You’ve been through good times and bad times together. You’ve bonded over road trips and fought over flat tires. But there comes a time in every car’s life when it can no longer satisfy the needs of its owner. But for many college students, buying a new car is not an option, but you can trade in for a used one. Scared you’re gonna get jipped? Here’s some things you need to know.
Selling your old vehicle
You will probably get more money by selling yourself. However, when selling your own car (if it’s not completely paid for), make sure you know how much you still owe. Call the lien holder and ask what the 10 and 30-day payoff amounts are. You need to figure out if you can feasibly sell the car for more than you still owe on it. If you can’t make enough after the balance of what you owe, then you may want to look at trading it in to the professionals.
After the old car is out of the way, you’ll shop around and want to negotiate the price. Most dealers put a $3,500 – 5,000 mark-up of what they pay on the vehicle, giving them more negotiating room. So they could have a used car that’s worth $6,500 marked for $10,000. Do some research on the car you want.
A good place to go is MSN’s Carpoint. Carpoint describes the car’s safety and reliability and lists other people’s comments. Nada.com is a Web site that Alaska banks and dealers use to find the value of the car – they don’t use the Kelley Blue Book. You can also ask a dealer for a copy of the NADA print out and a copy of the carfax. The carfax will tell you if the vehicle has had any problems, such as flood damage, odometer fraud or any major accidents. This helps insure you aren’t buying a lemon.
The next thing is to get your own financing. This prevents the dealer from making even more money, that you won’t even know about. The way this works is you go to a dealership to buy a car, you decide to finance through the dealer, they send the contracts to the bank, if the banks approve the contract they’ll tell the dealership they will buy the contract at, say, 9 percent interest, the dealership then will tell you that you got an interest rate of 11 percent this is called a two point spread, the money in that 2 percent interest goes to the dealership, this usually can be between $500 to $2,500. So although it may seem like a hassle to go to the bank and get the financing yourself, it is worth your while.

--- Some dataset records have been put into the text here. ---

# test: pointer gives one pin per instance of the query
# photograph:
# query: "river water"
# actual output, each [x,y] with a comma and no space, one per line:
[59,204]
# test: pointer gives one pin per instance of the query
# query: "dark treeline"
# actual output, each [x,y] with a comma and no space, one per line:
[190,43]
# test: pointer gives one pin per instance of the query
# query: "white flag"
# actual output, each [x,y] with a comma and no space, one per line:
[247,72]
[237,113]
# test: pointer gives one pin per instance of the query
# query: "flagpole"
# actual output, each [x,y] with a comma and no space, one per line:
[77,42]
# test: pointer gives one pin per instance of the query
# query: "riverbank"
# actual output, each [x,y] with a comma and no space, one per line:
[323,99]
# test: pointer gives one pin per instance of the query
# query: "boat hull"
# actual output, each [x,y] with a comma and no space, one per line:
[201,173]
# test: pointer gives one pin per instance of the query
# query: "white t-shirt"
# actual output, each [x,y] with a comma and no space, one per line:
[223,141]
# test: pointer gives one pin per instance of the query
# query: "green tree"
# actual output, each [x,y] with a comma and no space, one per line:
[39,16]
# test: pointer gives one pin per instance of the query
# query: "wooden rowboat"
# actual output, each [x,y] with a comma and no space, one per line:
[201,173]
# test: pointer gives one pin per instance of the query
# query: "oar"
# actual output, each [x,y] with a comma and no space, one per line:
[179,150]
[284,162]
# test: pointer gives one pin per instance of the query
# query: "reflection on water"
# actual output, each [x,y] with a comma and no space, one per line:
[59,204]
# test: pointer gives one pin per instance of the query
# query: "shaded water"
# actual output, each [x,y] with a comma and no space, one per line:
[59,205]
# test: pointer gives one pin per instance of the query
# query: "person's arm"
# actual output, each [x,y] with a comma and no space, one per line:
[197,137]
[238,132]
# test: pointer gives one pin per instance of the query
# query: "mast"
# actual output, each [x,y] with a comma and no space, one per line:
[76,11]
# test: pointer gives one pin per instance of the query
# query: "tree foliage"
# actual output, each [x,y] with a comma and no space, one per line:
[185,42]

Before you can drive your new used car off the lot you must have full coverage insurance. If you buy it from the dealer, it will be more expensive. Shop around. Having insurance if your car is totaled in an accident will make up the difference from your regular insurance. Regular insurance only pays what the car is worth – a value that goes down faster than you can pay for the car.
If you’re not sure ask questions. If it doesn’t feel right, it’s probably not. Good luck on purchasing your new used car.